Two years after, I am having my very first taste of Ghanaian Jollof, navigating the streets of Accra and registering my attendance at each of the festival’s program.
In August 2019 the festival is in its ninth edition, and I am marking my second year in attendance. I am walking down the now familiar but crowded street of Jamestown – this district that holds still the remnants of Accra’s colonial past – maneuvering through the throng of bodies that have come from far and wide to celebrate the beauty and excellence of African art.
It is the art that pulls me into the festivities this time around; from the statics of textures and colors my eyes dart from left to right, chatting up old and new acquaintances along the way, eager to make it to the next exhibition, the next mural or the next installation.
With the festival entering into its ninth year, the city of Accra opens once again to receive the art creators and enthusiasts; the streets of Jamestown monumental in its symbolism, bearing witness to the soles of thousands, locals and foreigners alike.
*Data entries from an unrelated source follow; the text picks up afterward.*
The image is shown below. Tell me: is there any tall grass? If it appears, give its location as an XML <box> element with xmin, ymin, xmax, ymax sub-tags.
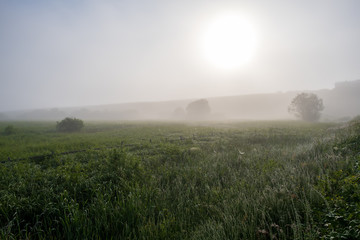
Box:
<box><xmin>0</xmin><ymin>122</ymin><xmax>360</xmax><ymax>239</ymax></box>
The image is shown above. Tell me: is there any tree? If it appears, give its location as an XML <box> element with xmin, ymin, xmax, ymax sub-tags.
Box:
<box><xmin>186</xmin><ymin>99</ymin><xmax>211</xmax><ymax>119</ymax></box>
<box><xmin>56</xmin><ymin>117</ymin><xmax>84</xmax><ymax>132</ymax></box>
<box><xmin>288</xmin><ymin>93</ymin><xmax>324</xmax><ymax>122</ymax></box>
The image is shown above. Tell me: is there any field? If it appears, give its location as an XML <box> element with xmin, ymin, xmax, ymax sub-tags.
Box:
<box><xmin>0</xmin><ymin>120</ymin><xmax>360</xmax><ymax>239</ymax></box>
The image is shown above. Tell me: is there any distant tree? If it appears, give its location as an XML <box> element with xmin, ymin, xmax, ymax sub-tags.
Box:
<box><xmin>173</xmin><ymin>107</ymin><xmax>186</xmax><ymax>119</ymax></box>
<box><xmin>186</xmin><ymin>99</ymin><xmax>211</xmax><ymax>119</ymax></box>
<box><xmin>56</xmin><ymin>117</ymin><xmax>84</xmax><ymax>132</ymax></box>
<box><xmin>288</xmin><ymin>93</ymin><xmax>324</xmax><ymax>122</ymax></box>
<box><xmin>4</xmin><ymin>125</ymin><xmax>15</xmax><ymax>135</ymax></box>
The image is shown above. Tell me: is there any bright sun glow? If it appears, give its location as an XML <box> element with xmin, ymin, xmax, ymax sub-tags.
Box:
<box><xmin>201</xmin><ymin>14</ymin><xmax>257</xmax><ymax>69</ymax></box>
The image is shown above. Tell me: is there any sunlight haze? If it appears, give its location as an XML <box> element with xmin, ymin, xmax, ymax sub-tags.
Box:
<box><xmin>0</xmin><ymin>0</ymin><xmax>360</xmax><ymax>112</ymax></box>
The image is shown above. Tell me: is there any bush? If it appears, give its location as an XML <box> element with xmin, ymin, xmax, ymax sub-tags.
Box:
<box><xmin>288</xmin><ymin>93</ymin><xmax>324</xmax><ymax>122</ymax></box>
<box><xmin>4</xmin><ymin>125</ymin><xmax>15</xmax><ymax>135</ymax></box>
<box><xmin>56</xmin><ymin>117</ymin><xmax>84</xmax><ymax>132</ymax></box>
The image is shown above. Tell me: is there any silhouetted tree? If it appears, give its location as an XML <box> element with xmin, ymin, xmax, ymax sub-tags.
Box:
<box><xmin>186</xmin><ymin>99</ymin><xmax>211</xmax><ymax>118</ymax></box>
<box><xmin>288</xmin><ymin>93</ymin><xmax>324</xmax><ymax>122</ymax></box>
<box><xmin>56</xmin><ymin>117</ymin><xmax>84</xmax><ymax>132</ymax></box>
<box><xmin>173</xmin><ymin>107</ymin><xmax>186</xmax><ymax>119</ymax></box>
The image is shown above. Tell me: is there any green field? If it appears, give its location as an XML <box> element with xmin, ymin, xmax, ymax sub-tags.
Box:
<box><xmin>0</xmin><ymin>120</ymin><xmax>360</xmax><ymax>239</ymax></box>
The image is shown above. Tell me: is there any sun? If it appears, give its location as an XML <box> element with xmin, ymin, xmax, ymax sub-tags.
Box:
<box><xmin>200</xmin><ymin>14</ymin><xmax>257</xmax><ymax>69</ymax></box>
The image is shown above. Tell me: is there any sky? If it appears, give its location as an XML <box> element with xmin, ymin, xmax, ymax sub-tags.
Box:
<box><xmin>0</xmin><ymin>0</ymin><xmax>360</xmax><ymax>112</ymax></box>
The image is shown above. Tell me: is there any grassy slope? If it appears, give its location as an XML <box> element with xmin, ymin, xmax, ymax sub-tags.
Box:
<box><xmin>0</xmin><ymin>122</ymin><xmax>360</xmax><ymax>239</ymax></box>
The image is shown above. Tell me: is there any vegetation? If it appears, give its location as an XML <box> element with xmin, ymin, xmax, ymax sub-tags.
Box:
<box><xmin>186</xmin><ymin>99</ymin><xmax>211</xmax><ymax>119</ymax></box>
<box><xmin>56</xmin><ymin>117</ymin><xmax>84</xmax><ymax>132</ymax></box>
<box><xmin>288</xmin><ymin>93</ymin><xmax>324</xmax><ymax>122</ymax></box>
<box><xmin>0</xmin><ymin>120</ymin><xmax>360</xmax><ymax>239</ymax></box>
<box><xmin>4</xmin><ymin>125</ymin><xmax>16</xmax><ymax>135</ymax></box>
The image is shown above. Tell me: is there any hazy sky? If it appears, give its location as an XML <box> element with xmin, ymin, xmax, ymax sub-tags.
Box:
<box><xmin>0</xmin><ymin>0</ymin><xmax>360</xmax><ymax>111</ymax></box>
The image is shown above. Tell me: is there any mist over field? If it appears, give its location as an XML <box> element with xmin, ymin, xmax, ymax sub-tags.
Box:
<box><xmin>0</xmin><ymin>0</ymin><xmax>360</xmax><ymax>117</ymax></box>
<box><xmin>0</xmin><ymin>0</ymin><xmax>360</xmax><ymax>240</ymax></box>
<box><xmin>0</xmin><ymin>80</ymin><xmax>360</xmax><ymax>121</ymax></box>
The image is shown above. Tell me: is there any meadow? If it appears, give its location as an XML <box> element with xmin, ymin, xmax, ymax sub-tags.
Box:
<box><xmin>0</xmin><ymin>119</ymin><xmax>360</xmax><ymax>239</ymax></box>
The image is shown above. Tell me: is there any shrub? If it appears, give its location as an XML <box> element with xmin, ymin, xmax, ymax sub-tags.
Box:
<box><xmin>288</xmin><ymin>93</ymin><xmax>324</xmax><ymax>122</ymax></box>
<box><xmin>4</xmin><ymin>125</ymin><xmax>15</xmax><ymax>135</ymax></box>
<box><xmin>56</xmin><ymin>117</ymin><xmax>84</xmax><ymax>132</ymax></box>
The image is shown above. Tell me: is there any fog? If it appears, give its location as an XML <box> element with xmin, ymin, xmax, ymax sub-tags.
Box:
<box><xmin>0</xmin><ymin>0</ymin><xmax>360</xmax><ymax>117</ymax></box>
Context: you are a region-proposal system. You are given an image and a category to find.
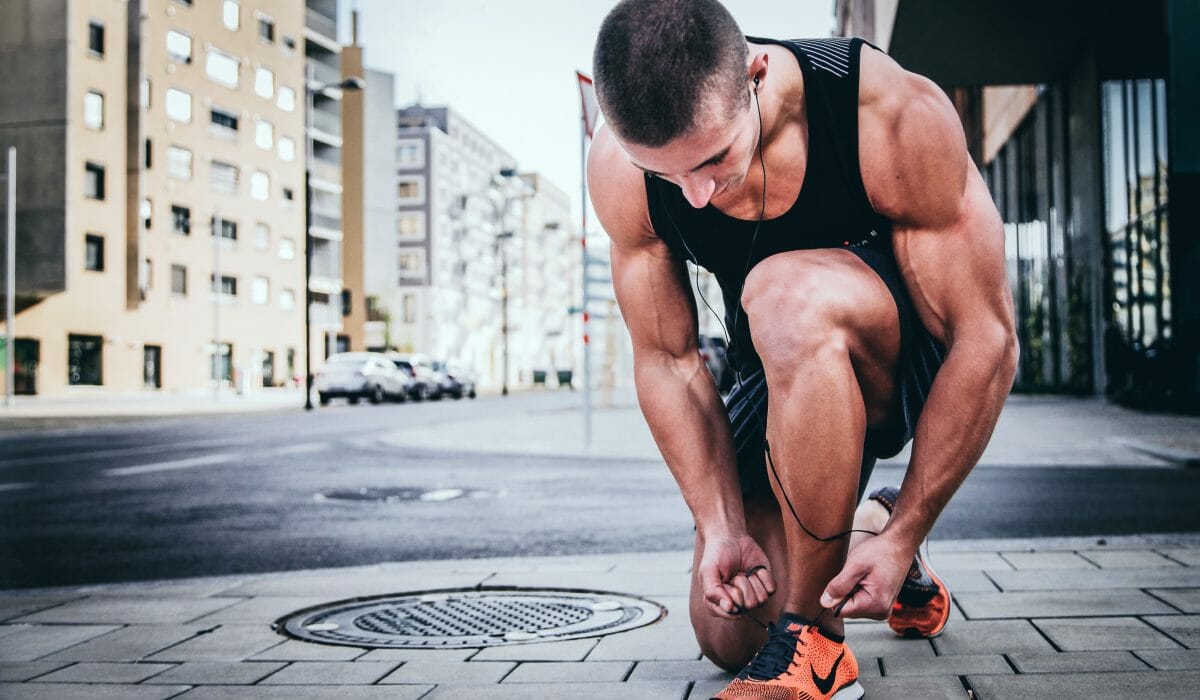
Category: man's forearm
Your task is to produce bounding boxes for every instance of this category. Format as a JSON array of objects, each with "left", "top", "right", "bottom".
[
  {"left": 884, "top": 340, "right": 1016, "bottom": 551},
  {"left": 634, "top": 354, "right": 745, "bottom": 534}
]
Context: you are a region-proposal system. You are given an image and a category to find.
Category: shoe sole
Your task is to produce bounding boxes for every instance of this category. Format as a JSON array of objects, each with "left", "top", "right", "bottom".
[{"left": 892, "top": 551, "right": 954, "bottom": 639}]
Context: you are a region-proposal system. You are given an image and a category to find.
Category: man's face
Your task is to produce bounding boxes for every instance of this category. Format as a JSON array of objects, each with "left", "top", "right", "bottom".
[{"left": 618, "top": 88, "right": 758, "bottom": 209}]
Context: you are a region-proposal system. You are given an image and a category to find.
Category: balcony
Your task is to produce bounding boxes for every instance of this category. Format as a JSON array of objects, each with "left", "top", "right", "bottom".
[{"left": 305, "top": 8, "right": 337, "bottom": 40}]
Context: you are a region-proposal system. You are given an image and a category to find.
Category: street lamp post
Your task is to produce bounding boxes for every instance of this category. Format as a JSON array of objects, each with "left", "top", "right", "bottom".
[{"left": 304, "top": 64, "right": 366, "bottom": 411}]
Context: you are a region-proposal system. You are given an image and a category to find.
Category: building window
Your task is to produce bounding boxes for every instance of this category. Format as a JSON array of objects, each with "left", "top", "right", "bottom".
[
  {"left": 167, "top": 145, "right": 192, "bottom": 180},
  {"left": 396, "top": 140, "right": 425, "bottom": 168},
  {"left": 250, "top": 277, "right": 271, "bottom": 304},
  {"left": 221, "top": 0, "right": 241, "bottom": 31},
  {"left": 254, "top": 66, "right": 275, "bottom": 100},
  {"left": 396, "top": 211, "right": 425, "bottom": 240},
  {"left": 276, "top": 136, "right": 296, "bottom": 163},
  {"left": 209, "top": 161, "right": 239, "bottom": 195},
  {"left": 254, "top": 221, "right": 271, "bottom": 250},
  {"left": 275, "top": 85, "right": 296, "bottom": 112},
  {"left": 167, "top": 88, "right": 192, "bottom": 124},
  {"left": 83, "top": 90, "right": 104, "bottom": 131},
  {"left": 167, "top": 29, "right": 192, "bottom": 64},
  {"left": 209, "top": 216, "right": 238, "bottom": 240},
  {"left": 204, "top": 48, "right": 239, "bottom": 89},
  {"left": 67, "top": 335, "right": 104, "bottom": 387},
  {"left": 396, "top": 178, "right": 422, "bottom": 203},
  {"left": 250, "top": 170, "right": 271, "bottom": 202},
  {"left": 170, "top": 204, "right": 192, "bottom": 235},
  {"left": 88, "top": 19, "right": 104, "bottom": 56},
  {"left": 258, "top": 17, "right": 275, "bottom": 43},
  {"left": 209, "top": 275, "right": 238, "bottom": 297},
  {"left": 83, "top": 161, "right": 104, "bottom": 199},
  {"left": 400, "top": 250, "right": 425, "bottom": 277},
  {"left": 83, "top": 233, "right": 104, "bottom": 273},
  {"left": 170, "top": 265, "right": 187, "bottom": 297},
  {"left": 254, "top": 119, "right": 275, "bottom": 150}
]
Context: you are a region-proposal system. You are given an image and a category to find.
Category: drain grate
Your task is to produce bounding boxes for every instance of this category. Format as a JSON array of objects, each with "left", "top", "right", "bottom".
[{"left": 276, "top": 588, "right": 664, "bottom": 648}]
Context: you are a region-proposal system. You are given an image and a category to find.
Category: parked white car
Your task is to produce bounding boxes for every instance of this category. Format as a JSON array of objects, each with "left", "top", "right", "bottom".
[{"left": 313, "top": 353, "right": 408, "bottom": 406}]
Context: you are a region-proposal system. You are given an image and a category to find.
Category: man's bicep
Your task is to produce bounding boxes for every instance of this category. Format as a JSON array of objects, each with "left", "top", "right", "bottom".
[{"left": 612, "top": 241, "right": 697, "bottom": 358}]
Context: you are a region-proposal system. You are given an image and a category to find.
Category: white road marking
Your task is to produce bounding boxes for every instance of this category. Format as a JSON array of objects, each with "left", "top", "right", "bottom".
[{"left": 103, "top": 442, "right": 332, "bottom": 477}]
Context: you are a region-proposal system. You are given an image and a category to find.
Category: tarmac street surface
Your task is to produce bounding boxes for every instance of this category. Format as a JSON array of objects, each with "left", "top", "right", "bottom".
[{"left": 0, "top": 391, "right": 1200, "bottom": 699}]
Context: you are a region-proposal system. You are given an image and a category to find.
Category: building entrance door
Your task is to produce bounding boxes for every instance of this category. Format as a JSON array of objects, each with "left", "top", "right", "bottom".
[{"left": 142, "top": 345, "right": 162, "bottom": 389}]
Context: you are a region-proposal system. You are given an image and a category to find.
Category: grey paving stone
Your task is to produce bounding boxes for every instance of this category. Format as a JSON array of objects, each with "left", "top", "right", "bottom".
[
  {"left": 969, "top": 671, "right": 1200, "bottom": 700},
  {"left": 189, "top": 596, "right": 328, "bottom": 624},
  {"left": 0, "top": 683, "right": 187, "bottom": 700},
  {"left": 1008, "top": 651, "right": 1146, "bottom": 674},
  {"left": 1134, "top": 648, "right": 1200, "bottom": 671},
  {"left": 1080, "top": 550, "right": 1182, "bottom": 569},
  {"left": 421, "top": 681, "right": 688, "bottom": 700},
  {"left": 1146, "top": 588, "right": 1200, "bottom": 612},
  {"left": 216, "top": 570, "right": 487, "bottom": 603},
  {"left": 858, "top": 676, "right": 967, "bottom": 700},
  {"left": 937, "top": 569, "right": 1000, "bottom": 596},
  {"left": 0, "top": 624, "right": 119, "bottom": 662},
  {"left": 470, "top": 639, "right": 600, "bottom": 662},
  {"left": 1033, "top": 617, "right": 1180, "bottom": 651},
  {"left": 1001, "top": 551, "right": 1097, "bottom": 570},
  {"left": 171, "top": 684, "right": 433, "bottom": 700},
  {"left": 34, "top": 662, "right": 172, "bottom": 683},
  {"left": 1145, "top": 615, "right": 1200, "bottom": 648},
  {"left": 846, "top": 622, "right": 949, "bottom": 660},
  {"left": 0, "top": 592, "right": 80, "bottom": 622},
  {"left": 988, "top": 567, "right": 1200, "bottom": 592},
  {"left": 504, "top": 662, "right": 634, "bottom": 683},
  {"left": 46, "top": 624, "right": 212, "bottom": 662},
  {"left": 0, "top": 662, "right": 67, "bottom": 683},
  {"left": 149, "top": 624, "right": 283, "bottom": 662},
  {"left": 16, "top": 596, "right": 239, "bottom": 624},
  {"left": 251, "top": 639, "right": 366, "bottom": 662},
  {"left": 883, "top": 654, "right": 1013, "bottom": 677},
  {"left": 629, "top": 659, "right": 730, "bottom": 681},
  {"left": 354, "top": 648, "right": 475, "bottom": 662},
  {"left": 379, "top": 662, "right": 516, "bottom": 684},
  {"left": 955, "top": 590, "right": 1174, "bottom": 620},
  {"left": 146, "top": 662, "right": 286, "bottom": 686},
  {"left": 931, "top": 620, "right": 1055, "bottom": 654},
  {"left": 260, "top": 662, "right": 398, "bottom": 686}
]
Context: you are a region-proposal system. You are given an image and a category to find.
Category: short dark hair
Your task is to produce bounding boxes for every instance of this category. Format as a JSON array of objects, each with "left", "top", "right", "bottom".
[{"left": 593, "top": 0, "right": 750, "bottom": 148}]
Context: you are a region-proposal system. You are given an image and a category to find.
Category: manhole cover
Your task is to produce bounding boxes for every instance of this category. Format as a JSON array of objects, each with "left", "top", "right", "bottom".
[
  {"left": 313, "top": 486, "right": 493, "bottom": 503},
  {"left": 276, "top": 588, "right": 664, "bottom": 648}
]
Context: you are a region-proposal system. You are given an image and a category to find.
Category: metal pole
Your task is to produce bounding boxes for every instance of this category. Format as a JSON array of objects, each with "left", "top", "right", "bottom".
[
  {"left": 304, "top": 64, "right": 313, "bottom": 411},
  {"left": 210, "top": 210, "right": 218, "bottom": 400},
  {"left": 4, "top": 146, "right": 17, "bottom": 406},
  {"left": 580, "top": 115, "right": 592, "bottom": 447},
  {"left": 500, "top": 234, "right": 509, "bottom": 396}
]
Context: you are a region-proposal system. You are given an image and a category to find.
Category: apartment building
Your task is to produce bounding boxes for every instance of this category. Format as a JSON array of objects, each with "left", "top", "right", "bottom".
[
  {"left": 0, "top": 0, "right": 310, "bottom": 394},
  {"left": 835, "top": 0, "right": 1200, "bottom": 412}
]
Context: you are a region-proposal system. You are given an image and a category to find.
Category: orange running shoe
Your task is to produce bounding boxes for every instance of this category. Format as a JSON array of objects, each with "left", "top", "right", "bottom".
[
  {"left": 713, "top": 612, "right": 863, "bottom": 700},
  {"left": 868, "top": 486, "right": 950, "bottom": 639}
]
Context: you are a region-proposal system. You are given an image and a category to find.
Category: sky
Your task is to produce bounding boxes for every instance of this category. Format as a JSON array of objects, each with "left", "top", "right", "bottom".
[{"left": 338, "top": 0, "right": 834, "bottom": 229}]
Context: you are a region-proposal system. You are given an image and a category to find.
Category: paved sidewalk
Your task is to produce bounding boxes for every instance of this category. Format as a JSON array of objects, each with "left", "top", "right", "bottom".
[{"left": 0, "top": 536, "right": 1200, "bottom": 700}]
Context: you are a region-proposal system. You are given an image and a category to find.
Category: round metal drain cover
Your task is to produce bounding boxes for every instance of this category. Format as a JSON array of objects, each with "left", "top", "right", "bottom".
[{"left": 277, "top": 588, "right": 664, "bottom": 648}]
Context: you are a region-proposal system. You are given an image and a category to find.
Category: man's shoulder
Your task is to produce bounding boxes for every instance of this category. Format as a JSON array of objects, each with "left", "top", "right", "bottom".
[{"left": 588, "top": 126, "right": 654, "bottom": 245}]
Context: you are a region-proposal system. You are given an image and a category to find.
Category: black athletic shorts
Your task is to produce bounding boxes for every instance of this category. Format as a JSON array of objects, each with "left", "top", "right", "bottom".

Themed Pidgin Imaginarium, the festival which coincides with the 200th anniversary of the abolition of the slave trade in West Africa, and Ghana’s Year of the Return explore Pidgin as a philosophical tool of Africans and their survival through time and space. Its walls are brought to life with murals and installations, bursting with performances of songs and chants and dance; a gallery of art that is black and conscious and tells of a journey that has come full circle.
It feels spiritual, this conglomeration of time and space and people are all woven into a universal bind. It is the same feeling that had found me staring at the image of white bathroom slippers with black paint years back – ‘FRIEND, LET’S GO,’ it had said to me. The same feeling that followed me on a bus traveling through the coast of West Africa and carried me through my first ever personal experience of the festival.
And as I continue on my journey to Jamestown Cafe, before I get submerged in the beautifully intense installation that is Pierre-Christophe Gam’s The Upright Man, I feel at this moment that I am just where I ought to be.